One thing to keep in mind is that the brain is not an OS, it is more of a FPGA (https://en.wikipedia.org/wiki/Field-programmable_gate_array) that is programmed by experience and life. Memory is very much dissociated all over the brain and in non-intuitive ways. For example the motor cortex deals with voluntary (non-reflexive) movement and is in the cortex near the top of your brain. However, given enough time and practice, these movements become controlled by the cerebellum, that little wrinkly thing hanging onto the back and bottom of your brainstem (https://en.wikipedia.org/wiki/Cerebellum#Learning).

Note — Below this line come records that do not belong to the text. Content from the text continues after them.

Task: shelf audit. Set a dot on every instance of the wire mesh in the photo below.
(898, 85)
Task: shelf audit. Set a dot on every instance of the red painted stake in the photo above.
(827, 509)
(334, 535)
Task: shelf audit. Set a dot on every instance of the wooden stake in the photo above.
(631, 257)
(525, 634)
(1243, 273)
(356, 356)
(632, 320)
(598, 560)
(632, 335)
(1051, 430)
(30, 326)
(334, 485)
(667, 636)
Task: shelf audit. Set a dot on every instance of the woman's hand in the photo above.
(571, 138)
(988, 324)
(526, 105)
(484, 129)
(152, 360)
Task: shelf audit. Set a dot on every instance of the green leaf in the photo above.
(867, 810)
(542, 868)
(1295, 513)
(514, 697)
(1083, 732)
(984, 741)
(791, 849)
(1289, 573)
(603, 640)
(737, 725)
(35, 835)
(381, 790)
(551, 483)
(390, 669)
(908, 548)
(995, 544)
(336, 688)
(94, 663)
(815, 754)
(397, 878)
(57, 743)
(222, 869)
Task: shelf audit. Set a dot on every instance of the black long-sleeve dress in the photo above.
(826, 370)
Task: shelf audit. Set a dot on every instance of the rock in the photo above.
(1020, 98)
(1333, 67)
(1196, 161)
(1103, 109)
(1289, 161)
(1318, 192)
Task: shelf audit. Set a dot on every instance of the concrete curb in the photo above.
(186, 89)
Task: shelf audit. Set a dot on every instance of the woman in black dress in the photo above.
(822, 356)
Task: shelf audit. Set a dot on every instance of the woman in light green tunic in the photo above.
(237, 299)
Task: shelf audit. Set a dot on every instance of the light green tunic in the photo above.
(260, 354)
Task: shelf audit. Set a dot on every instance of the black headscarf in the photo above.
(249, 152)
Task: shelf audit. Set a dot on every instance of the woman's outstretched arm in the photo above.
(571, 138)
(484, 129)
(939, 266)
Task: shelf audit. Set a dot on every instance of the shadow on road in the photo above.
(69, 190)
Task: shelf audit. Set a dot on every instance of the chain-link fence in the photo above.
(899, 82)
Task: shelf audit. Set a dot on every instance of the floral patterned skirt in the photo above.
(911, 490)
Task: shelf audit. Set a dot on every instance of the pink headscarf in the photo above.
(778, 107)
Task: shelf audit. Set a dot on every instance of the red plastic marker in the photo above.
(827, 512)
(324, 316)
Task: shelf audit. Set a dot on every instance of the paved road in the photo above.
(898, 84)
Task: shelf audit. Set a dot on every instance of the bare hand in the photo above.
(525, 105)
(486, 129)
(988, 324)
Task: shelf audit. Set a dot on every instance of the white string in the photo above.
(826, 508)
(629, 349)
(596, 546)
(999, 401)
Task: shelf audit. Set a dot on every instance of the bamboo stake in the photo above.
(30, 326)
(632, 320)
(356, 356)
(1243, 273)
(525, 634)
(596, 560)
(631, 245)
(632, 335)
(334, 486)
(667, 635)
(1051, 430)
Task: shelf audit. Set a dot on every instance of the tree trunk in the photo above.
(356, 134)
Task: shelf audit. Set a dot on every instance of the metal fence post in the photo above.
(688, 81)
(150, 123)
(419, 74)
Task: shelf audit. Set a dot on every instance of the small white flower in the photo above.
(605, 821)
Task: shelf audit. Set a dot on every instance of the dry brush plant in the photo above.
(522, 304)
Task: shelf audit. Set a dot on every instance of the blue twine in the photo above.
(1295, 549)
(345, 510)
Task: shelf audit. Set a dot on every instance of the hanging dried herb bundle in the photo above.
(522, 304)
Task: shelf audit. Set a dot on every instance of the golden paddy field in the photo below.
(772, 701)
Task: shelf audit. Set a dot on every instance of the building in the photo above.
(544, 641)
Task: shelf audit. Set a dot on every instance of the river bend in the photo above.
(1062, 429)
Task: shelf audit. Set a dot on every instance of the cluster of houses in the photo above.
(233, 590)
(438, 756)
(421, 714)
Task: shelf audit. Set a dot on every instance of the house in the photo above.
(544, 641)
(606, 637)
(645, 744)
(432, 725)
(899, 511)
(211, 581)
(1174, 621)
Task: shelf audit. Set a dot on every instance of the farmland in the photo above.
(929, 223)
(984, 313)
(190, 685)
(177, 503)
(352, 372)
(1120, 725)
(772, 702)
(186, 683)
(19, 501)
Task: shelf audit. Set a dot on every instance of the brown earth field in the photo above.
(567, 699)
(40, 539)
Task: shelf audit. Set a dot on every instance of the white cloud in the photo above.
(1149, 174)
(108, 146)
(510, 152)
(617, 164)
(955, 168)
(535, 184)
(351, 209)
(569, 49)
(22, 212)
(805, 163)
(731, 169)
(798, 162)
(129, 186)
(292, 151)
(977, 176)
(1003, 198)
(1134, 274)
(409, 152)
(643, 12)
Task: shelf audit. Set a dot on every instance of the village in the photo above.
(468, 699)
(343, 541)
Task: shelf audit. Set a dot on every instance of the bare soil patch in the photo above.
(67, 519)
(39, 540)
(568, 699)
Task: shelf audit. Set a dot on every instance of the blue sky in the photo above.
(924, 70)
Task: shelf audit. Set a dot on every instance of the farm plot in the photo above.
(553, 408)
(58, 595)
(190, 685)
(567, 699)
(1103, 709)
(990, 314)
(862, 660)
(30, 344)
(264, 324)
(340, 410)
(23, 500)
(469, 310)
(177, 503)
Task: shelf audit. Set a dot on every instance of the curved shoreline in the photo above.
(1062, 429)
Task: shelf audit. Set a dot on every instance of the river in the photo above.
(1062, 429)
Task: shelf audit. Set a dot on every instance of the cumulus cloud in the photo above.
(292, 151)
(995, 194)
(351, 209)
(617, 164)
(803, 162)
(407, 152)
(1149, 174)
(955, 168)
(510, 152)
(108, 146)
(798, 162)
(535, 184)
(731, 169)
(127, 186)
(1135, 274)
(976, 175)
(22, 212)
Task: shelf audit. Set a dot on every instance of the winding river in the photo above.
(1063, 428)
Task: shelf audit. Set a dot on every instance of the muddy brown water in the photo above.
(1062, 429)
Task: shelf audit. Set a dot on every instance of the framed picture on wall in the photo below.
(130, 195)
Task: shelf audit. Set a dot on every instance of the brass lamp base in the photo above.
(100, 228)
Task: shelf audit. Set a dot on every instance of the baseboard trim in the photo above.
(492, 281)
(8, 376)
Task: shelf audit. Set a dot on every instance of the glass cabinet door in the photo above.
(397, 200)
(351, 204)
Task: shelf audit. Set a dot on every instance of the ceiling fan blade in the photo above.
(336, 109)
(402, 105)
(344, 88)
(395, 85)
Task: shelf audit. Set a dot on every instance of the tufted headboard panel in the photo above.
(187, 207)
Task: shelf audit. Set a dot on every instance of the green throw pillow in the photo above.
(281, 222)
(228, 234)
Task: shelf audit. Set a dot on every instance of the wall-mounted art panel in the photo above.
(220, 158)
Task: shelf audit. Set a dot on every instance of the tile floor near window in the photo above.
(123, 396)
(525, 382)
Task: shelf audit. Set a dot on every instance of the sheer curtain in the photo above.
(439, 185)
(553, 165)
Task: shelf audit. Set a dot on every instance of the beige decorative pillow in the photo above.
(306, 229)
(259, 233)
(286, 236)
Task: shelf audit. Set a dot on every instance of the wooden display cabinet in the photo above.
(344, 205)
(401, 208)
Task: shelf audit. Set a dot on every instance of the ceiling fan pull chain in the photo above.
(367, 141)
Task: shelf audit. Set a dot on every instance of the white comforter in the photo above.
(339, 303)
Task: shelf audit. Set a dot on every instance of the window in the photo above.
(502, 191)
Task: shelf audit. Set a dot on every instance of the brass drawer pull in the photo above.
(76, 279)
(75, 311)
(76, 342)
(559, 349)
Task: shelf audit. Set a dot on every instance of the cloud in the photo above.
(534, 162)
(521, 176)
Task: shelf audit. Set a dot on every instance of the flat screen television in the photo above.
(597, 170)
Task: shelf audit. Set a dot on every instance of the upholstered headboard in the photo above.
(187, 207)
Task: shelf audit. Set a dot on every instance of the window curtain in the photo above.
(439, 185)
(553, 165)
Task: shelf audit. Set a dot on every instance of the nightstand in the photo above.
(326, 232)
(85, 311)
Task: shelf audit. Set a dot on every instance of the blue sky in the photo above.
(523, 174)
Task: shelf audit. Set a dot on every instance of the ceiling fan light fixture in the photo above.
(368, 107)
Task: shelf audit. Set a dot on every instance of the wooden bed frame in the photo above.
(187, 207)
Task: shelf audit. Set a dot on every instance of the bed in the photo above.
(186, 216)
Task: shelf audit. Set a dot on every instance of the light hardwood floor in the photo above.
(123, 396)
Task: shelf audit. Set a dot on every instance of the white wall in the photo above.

Abuse has a much longer history than just the social ones the we humans experience. Though your description of the mechanisms that may underlie this and the reasoning behind it is cloudy, I would assume that the evolutionary pressure to disassociate mentally is a preserved one throughout evolution. We can see this most memorably with dogs that learn to roll over or become head-shy, this may be a form of the behavior that has been with mammals and manifests itself similarly though not in the same way for each species. Also, our view of slavery is distorted and brutal, Roman slave laws were permissive in the later years of the empire (https://en.wikipedia.org/wiki/Slavery_in_ancient_Rome#Treatm...) and even allowed legal redress of the slave to the master. If we evolved in this system, then most humans had to be slaves from the point of view of genes. This is possible, though not probable.